Amélie de Montchalin serait bien inspirée de relire Albert Einstein. Pour le célèbre physicien, « la folie, c’est de faire toujours la même chose et de s’attendre à un résultat différent ». On ne pouvait s’empêcher de repenser à cette célèbre maxime en écoutant, dimanche 27 avril, la ministre des Comptes publics réciter son bréviaire ultralibéral. Sur les ondes très progressistes d’Europe 1 et de CNews, cette macroniste zélée, à la recherche d’économies, a proposé d’inscrire dans le budget 2026 la suppression ou la fusion d’un tiers des 450 agences et opérateurs de l’État. CNRS, Météo France, Office français de la biodiversité, Agences régionales de santé… Au total, la saignée, dont elle espère retirer 2 à 3 milliards d’euros, pourrait concerner de près ou de loin quelque 180 000 emplois publics.
Le plus fou – comme dirait Einstein – est que cette annonce est faite au moment même où, de l’autre côté de l’Atlantique, un certain Elon Musk reconnaissait dans les médias l’échec de cette même politique de destruction de l’administration de l’État… Depuis trois mois, la Commission pour l’efficacité gouvernementale – le fameux DOGE – pilotée par le milliardaire libertarien a jeté à la rue des dizaines de milliers de fonctionnaires, coupé aveuglément les crédits indispensables à une multitude d’organismes publics de santé ou de recherche, pour, au final, ne pas produire les économies budgétaires claironnées. Tout contrit, le patron de Tesla, avec l’inconséquence qu’on lui connaît, a annoncé la semaine dernière qu’il allait finalement se recentrer sur son business, en chute libre depuis son entrée en politique.
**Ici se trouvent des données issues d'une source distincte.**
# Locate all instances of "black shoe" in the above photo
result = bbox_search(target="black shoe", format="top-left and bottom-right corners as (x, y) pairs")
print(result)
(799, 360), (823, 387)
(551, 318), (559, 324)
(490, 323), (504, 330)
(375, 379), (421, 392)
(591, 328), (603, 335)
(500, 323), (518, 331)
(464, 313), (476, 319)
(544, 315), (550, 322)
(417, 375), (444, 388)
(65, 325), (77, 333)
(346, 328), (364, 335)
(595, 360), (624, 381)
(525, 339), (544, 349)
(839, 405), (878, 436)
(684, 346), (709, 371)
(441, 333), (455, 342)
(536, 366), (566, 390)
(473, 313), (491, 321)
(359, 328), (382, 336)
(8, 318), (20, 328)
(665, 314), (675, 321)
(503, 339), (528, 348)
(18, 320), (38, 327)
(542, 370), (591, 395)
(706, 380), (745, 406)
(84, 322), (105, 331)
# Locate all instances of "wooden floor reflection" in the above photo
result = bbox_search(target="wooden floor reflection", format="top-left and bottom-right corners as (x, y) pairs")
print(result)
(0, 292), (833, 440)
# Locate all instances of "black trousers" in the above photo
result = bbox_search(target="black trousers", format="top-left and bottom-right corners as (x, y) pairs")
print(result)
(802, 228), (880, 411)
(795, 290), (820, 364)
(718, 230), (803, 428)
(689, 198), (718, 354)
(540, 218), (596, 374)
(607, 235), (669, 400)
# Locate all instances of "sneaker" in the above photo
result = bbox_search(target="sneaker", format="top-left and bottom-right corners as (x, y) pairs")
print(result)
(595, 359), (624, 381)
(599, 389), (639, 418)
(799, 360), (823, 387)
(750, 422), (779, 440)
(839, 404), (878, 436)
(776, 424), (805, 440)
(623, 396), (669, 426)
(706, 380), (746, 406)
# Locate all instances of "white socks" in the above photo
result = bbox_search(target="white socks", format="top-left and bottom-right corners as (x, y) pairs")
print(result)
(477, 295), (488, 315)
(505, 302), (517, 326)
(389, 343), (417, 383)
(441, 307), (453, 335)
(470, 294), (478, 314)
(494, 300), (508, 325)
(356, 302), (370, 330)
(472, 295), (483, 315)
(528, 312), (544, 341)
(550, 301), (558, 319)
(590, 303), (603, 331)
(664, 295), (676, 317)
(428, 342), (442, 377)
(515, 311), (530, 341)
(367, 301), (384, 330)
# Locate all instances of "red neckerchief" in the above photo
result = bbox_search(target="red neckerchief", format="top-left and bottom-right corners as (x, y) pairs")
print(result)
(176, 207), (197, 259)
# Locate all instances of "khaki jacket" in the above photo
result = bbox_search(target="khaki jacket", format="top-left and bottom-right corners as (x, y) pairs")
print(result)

On aurait pu espérer que ce fiasco instille une once de doute dans le logiciel économique d’Amélie de Montchalin. Que nenni. Le chaos trumpien n’ébranle pas la ministre qui en reprend la lettre et l’esprit. À l’image de son collègue de la Fonction publique, Laurent Marcangeli, qui considère que « notre pays est obèse de sa bureaucratie », l’ancienne d’HEC et de l’assureur Axa vit enfermée dans un présupposé idéologique très reaganien : moins il y a d’État et de régulation, plus il y a « d’efficacité ». Un refrain que reprennent en chœur droite et extrême droite depuis des années. Or, la seule « efficacité » jamais démontrée par ce type de politique est l’explosion des inégalités, l’affaiblissement des services publics et le recul de la cohésion citoyenne. Contrairement aux sous-entendus d’Amélie de Montchalin, ces opérateurs et agences sont essentiels à la mise en œuvre locale des politiques publiques. Les réduire ainsi, c’est affaiblir l’égalité de traitement sur le territoire, miner la production de savoirs scientifiques rigoureux et indépendants, éloigner encore plus chaque Français, notamment les plus modestes, des décisions qui les concernent.
Mais dans le monde alternatif d’Amélie de Montchalin, où l’on s’accommode bien des hiérarchies sociales, ces perspectives ne gênent aucunement. Pas plus que de faire porter le chapeau des dérapages budgétaires à des fonctionnaires qui n’y sont pour rien. Faut-il le rappeler une nouvelle fois ? Depuis dix ans, au nom de la politique de l’offre, les seize politiques d’allègement fiscal envers les entreprises et les plus fortunés (Cice, pacte de responsabilité…) ont jeté par la fenêtre, sans retour sur investissement, 460 milliards d’euros ! Un gouffre qui compte pour 42 % de l’accroissement de la dette française sur cette période. Entendre aujourd’hui le gouvernement donner des leçons de maîtrise budgétaire en s’acharnant sur un secteur public en souffrance relève de l’indécence et d’une incohérence coupable à laquelle il serait bien avisé de mettre fin. Pas besoin d’être Einstein pour le comprendre.